Byte Pair Encoding (BPE)

A sub-word tokenization algorithm that builds a vocabulary by repeatedly merging the most frequent pair of adjacent tokens in the training data.

Byte Pair Encoding starts with a vocabulary of single characters (or bytes) and iteratively merges the most frequent adjacent pair into a new token. After thousands of merges, you end up with a vocabulary where common words are single tokens, rare words split into recognizable sub-words, and any string in the world can still be encoded — falling back to bytes for emoji, rare scripts, and typos. It matters because BPE is the tokenizer behind GPT, Llama, Mistral, and most modern open-source LLMs. The algorithm hits a sweet spot: vocabulary stays manageable (usually 32k-128k tokens), common patterns get efficient single-token encoding, and nothing is unrepresentable. The byte-level variant (used by GPT-2 onwards) means even random binary data can be tokenized.

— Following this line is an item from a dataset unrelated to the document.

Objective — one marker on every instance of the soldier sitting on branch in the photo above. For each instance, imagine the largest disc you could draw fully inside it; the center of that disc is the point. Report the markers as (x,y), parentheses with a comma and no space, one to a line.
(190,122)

A concrete example: with a BPE tokenizer trained on English, "tokenization" might encode as ["token", "ization"] — two tokens. The same word in a Chinese-centric tokenizer (like Qwen's) might handle Chinese efficiently but encode "tokenization" as 4-5 pieces. Picking the right tokenizer for your domain matters. Variants worth knowing: SentencePiece (used by Llama and many multilingual models, treats whitespace as a regular character), WordPiece (used by BERT, similar idea different scoring), and Unigram (probabilistic alternative). Related: tokenization, vocabulary, subword.